Designers are completely out of the loop after go live, they have done their 'lorem ipsum' stuff. Proficiency at UX comes from delivering the deliverables, testing, testing and testing. Listening to the client and the customers. It does not come from a few static designs.

I have never heard of a designer wanting access to the css to make that 3px change. They are welcome to it. They would make my day if they wanted to do that stuff. They do design for the web and the css is really over to them if they want to do it. The problem is that they would have to learn what a border is, what a margin is and what padding is. It is not difficult stuff.

The whole point of CSS is that the presentation is a separate thing to the content. Any developer would be happy to churn out the content blocks and sensible markup and hand it over to one of these PSD experts for them to get exactly to their 3px requirements. But in the real world it does not happen. Developers can dive in and fix something at silly o clock on a Sunday, but would anyone ever call a designer at such times even if it was a UX issue that was the problem?

Obviously there are some fantastic designers out there - allegedly - but, in general, designers don't do the hard stuff or even bother to work with live content. Far too many of them produce static nonsense in PSD format - a trade that should have been pronounced dead the nanosecond the iphone came out. They also perpetuate this myth that all developers are totally retarded when it comes to anything to do with aesthetics. Yet it is the developers that implement design, learning along the way. Rarely if ever is it the other way around, and, should a designer dare to do that they will get clumped in as a 'front end developer' and have some retarded PSDs foisted on them by some manager that thinks only designers can have any input whatsoever regarding UX/UI design.

How often do you think a developer tests something?

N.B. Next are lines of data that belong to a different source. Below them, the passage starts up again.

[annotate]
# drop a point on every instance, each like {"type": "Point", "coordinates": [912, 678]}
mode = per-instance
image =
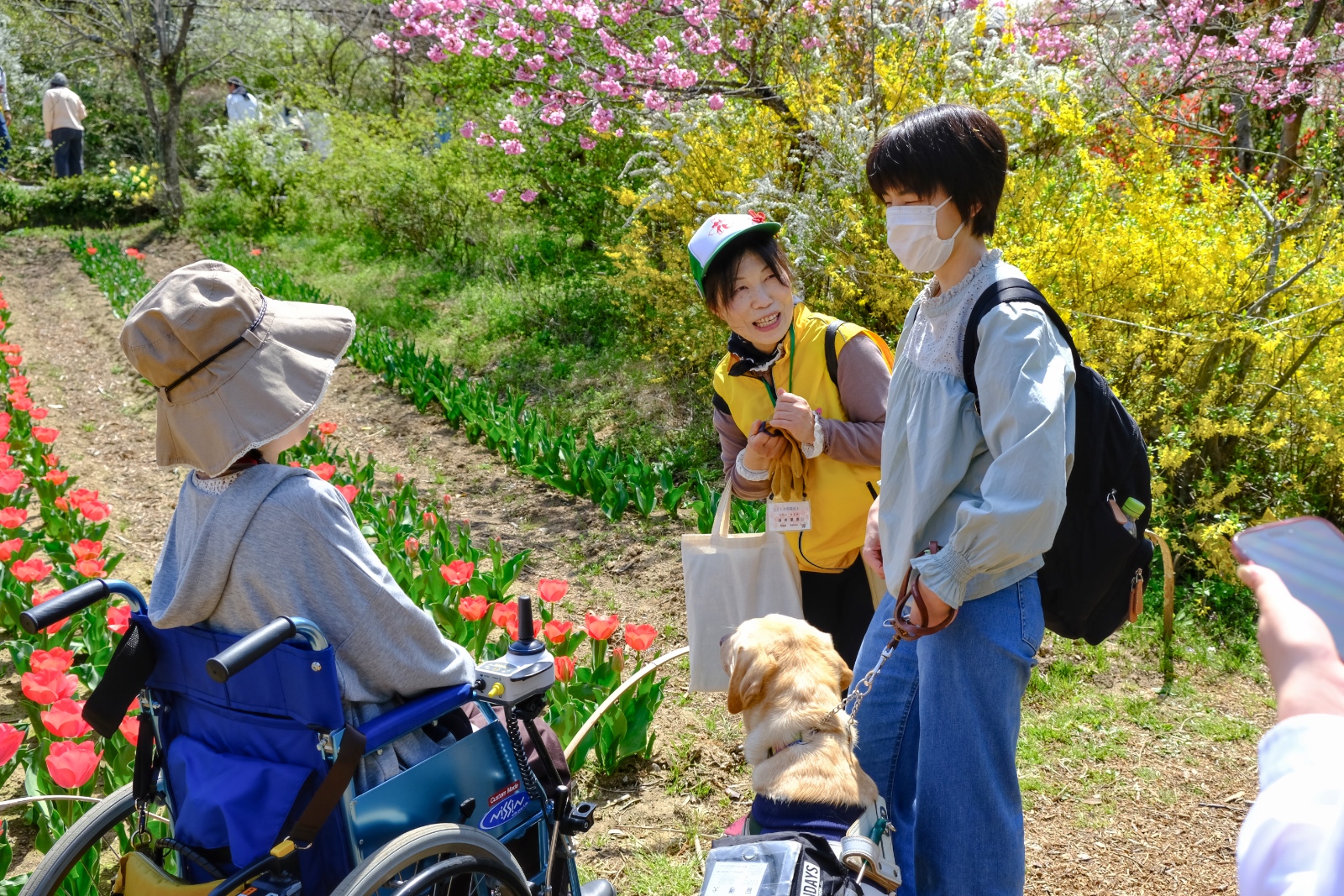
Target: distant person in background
{"type": "Point", "coordinates": [241, 103]}
{"type": "Point", "coordinates": [4, 123]}
{"type": "Point", "coordinates": [62, 117]}
{"type": "Point", "coordinates": [1292, 842]}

A given page can be tested 100's of times. Along the way 'this checkbox might not be needed' or 'this dialogue box makes no sense' or 'this process is tedious' gets discovered. The guys with their PSDs just do not have that insight.

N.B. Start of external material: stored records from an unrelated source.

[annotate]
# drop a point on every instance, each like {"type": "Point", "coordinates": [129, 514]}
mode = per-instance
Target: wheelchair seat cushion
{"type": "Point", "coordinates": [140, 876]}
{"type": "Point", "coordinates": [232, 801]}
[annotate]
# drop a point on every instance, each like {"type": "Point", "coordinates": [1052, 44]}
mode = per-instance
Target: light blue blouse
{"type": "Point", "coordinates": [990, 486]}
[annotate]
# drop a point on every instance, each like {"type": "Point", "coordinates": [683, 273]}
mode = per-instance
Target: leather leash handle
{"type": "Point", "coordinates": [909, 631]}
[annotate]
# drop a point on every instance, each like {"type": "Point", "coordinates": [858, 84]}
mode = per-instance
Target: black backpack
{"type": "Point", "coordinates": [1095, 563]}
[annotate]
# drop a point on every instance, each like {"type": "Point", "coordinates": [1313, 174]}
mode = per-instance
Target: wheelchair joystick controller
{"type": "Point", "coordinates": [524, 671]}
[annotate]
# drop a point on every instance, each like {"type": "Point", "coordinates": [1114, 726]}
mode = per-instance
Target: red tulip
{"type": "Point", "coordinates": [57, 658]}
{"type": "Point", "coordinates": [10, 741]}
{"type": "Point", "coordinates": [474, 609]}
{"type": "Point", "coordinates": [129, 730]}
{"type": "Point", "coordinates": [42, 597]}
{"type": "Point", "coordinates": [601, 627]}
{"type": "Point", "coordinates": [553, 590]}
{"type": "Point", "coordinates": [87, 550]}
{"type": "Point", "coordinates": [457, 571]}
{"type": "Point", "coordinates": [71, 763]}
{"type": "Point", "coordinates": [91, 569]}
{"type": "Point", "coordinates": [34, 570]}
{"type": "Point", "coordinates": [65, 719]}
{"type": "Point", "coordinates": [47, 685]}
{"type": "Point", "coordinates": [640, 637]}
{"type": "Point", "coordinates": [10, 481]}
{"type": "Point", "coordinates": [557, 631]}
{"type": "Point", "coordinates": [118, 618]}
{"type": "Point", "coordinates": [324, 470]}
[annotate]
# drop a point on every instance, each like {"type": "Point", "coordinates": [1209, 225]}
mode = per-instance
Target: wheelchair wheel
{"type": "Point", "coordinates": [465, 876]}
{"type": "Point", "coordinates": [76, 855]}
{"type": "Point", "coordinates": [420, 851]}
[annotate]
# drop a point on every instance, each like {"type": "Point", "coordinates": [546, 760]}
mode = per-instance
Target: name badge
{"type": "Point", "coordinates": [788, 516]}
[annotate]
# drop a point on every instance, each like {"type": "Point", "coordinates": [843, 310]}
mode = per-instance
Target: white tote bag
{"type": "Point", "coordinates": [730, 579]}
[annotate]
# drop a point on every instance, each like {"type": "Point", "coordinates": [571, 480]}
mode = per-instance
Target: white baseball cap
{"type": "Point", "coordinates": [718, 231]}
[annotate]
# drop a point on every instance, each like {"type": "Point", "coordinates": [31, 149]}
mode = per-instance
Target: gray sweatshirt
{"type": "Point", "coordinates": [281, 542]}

> As a developer, once you have worked with some PSD efforts a few times and then worked with real dynamic content then worked with a real client to get the thing to actually convert sales, then worked with the client stats you have got a good grasp of when something is right on the design front.

Most designers do not use photoshop these days; its all Illustrator vector format for anything but touch up. There are still some pixel junkies left, but these are mostly programmers pretending to be poor designers.

> Designers are completely out of the loop after go live, they have done their 'lorem ipsum' stuff.

Only in a failing company that doesn't have real designers or doesn't know how to manage designers.

> Proficiency at UX comes from delivering the deliverables, testing, testing and testing. Listening to the client and the customers. It does not come from a few static designs.

So you are saying designers are bad at UX because they don't conform to your narrow minded idea of what designers are?


From my point of view, you haven't worked with good designers at all. All the good designers I know work hard on their research (both theoretical and concrete, regarding their current projects) and user testing afterwards. In many companies designers are required to work with analysts to improve ROI of their products.

Although I completely agree that PSD is a terrible format for web design. I myself have been using Indesign and try to insist on designers using it when I develop.